Her nomination will spark a bitter Senate fight to get her confirmed as November’s presidential election looms.

Supreme Court justices are nominated by the US president, but must be approved by the Senate.

Mr Trump said Judge Barrett was a “stellar scholar and judge” with “unyielding loyalty to the constitution”.

If Judge Barrett is confirmed, conservative-leaning justices will hold a 6-3 majority on the US’s highest court for the foreseeable future.

The 48-year-old would be the third justice appointed by this Republican president, after Neil Gorsuch in 2017 and Brett Kavanaugh in 2018.

The Supreme Court’s nine justices serve lifetime appointments, and their rulings can shape public policy on everything from gun and voting rights to abortion and campaign finance long after the presidents who appoint them leave office.

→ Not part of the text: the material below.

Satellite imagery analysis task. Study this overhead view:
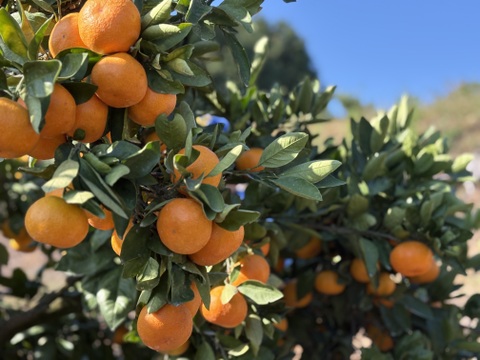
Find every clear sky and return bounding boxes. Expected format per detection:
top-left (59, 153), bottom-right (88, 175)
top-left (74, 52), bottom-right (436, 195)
top-left (260, 0), bottom-right (480, 108)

In recent years, the court has expanded gay marriage to all 50 states, allowed for Mr Trump’s travel ban on mainly Muslim countries to be put in place, and delayed a US plan to cut carbon emissions.

Who is Amy Coney Barrett?

She is described as a devout Catholic who, according to a 2013 magazine article, said that “life begins at conception”. This makes her a favourite among religious conservatives keen to overturn the landmark 1973 Supreme Court decision that legalised abortion nationwide.

Amy Coney Barrett

Her links to a particularly conservative Christian faith group, People of Praise, have been much discussed in the US press. LGBT groups have pointed out that the group’s network of schools have guidelines stating a belief that sexual relations should only happen between heterosexual married couples.

One such group, Human Rights Campaign, has voiced strong opposition to Judge Barrett’s confirmation, declaring her an “absolute threat to LGBTQ rights“.

Judge Barrett has also ruled in favour of President Trump’s hardline immigration policies and expressed views in favour of expansive gun rights.

Conservatives hope she will help to invalidate Obamacare, the health insurance programme that was introduced by President Trump’s democratic predecessor, Barack Obama.

Some 20 million Americans could lose their health coverage if the court overturns the Affordable Care Act (ACA).

Democrats have rallied support over this issue, but it is thought unlikely that the Supreme Court will rule on the ACA before the 3 November election.

Following her nomination on Saturday, Judge Barrett said her rulings as a Supreme Court justice would be based only on the law.

“Judges are not policymakers, and they must be resolute in setting aside any policy view they might hold,” she said.

Judge Barrett was one of the names the president considered to replace Justice Anthony Kennedy in 2017.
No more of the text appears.